Bill would immunize doctors who report on unfit drivers
Under House Bill 263, the report would have to be based on an evaluation.
The bill would still allow anyone to report someone they believe is unfit to drive, but only licensed medical professionals would have immunity.
The bill’s sponsor, Tara Sad, D-Walpole, said earlier that she wants to encourage medical care providers to report those who should not be driving, instead of being leery of a potential lawsuit.
“To encourage doctors to violate doctor patient confidentiality and become an agent of the state is chilling,” said Rep. Tim O’Flaherty, D-Manchester.

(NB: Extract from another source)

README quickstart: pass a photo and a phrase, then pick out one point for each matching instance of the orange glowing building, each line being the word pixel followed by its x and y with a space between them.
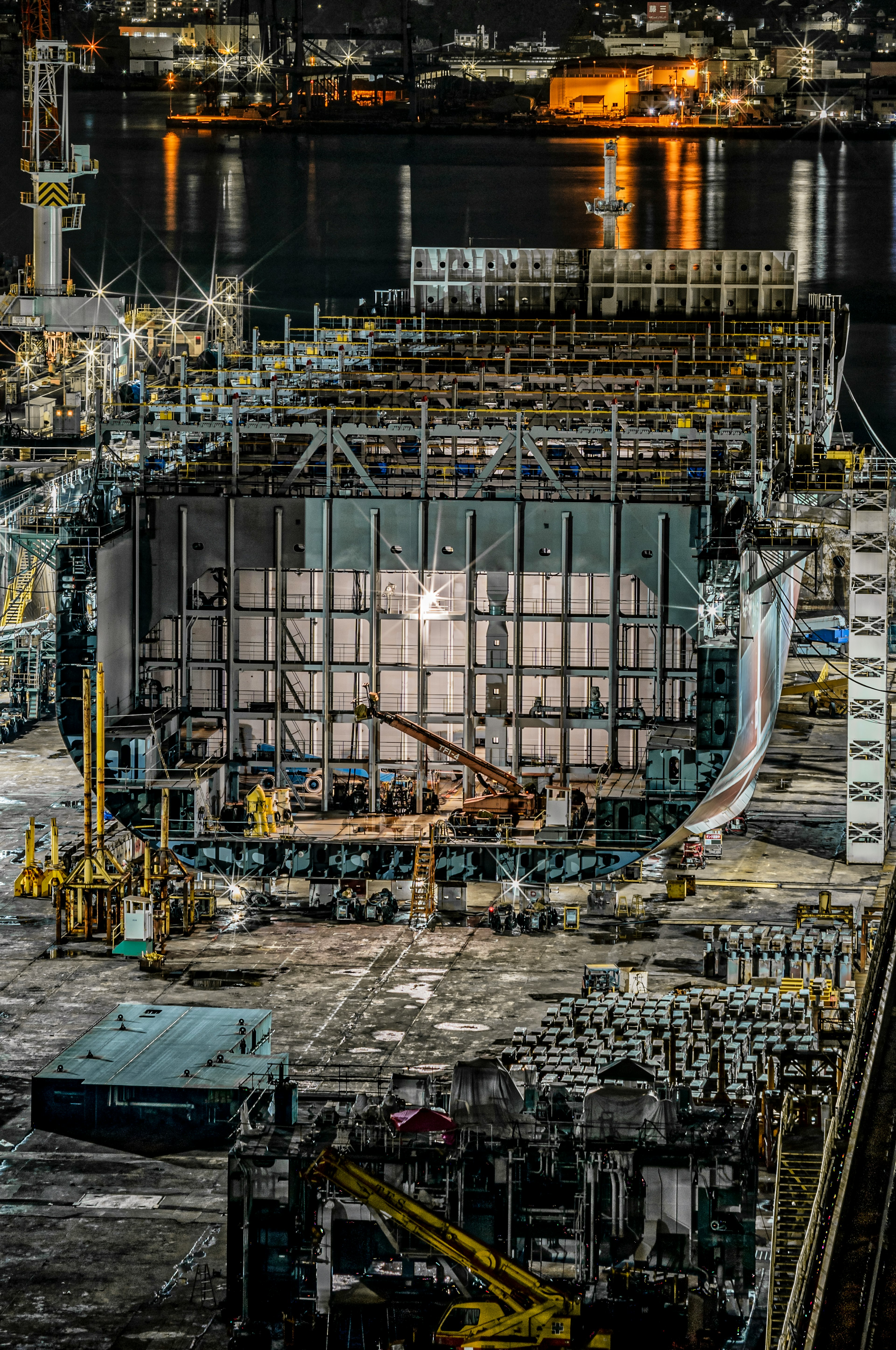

Originally, the bill would have establish a committee to study the reinstating mandatory driving tests for license renewals after 75, but the proposal was opposed by groups representing the elderly, who said it was discriminatory.
Sad said the bill comes after the widow of a man killed in an accident in Westmoreland called her. Bette Champney’s husband was one of two motorcyclists killed during a memorial run for fallen soldier, Army Spc. Justin Rollins of Newport, who was killed in a roadside bomb in Iraq in 2007.
House Bill 263 supporters said it does not target elderly drivers, but anyone unfit to drive for medical or mental reasons. The bill is supported by the American Association of Retired Persons and the New Hampshire Medical Society.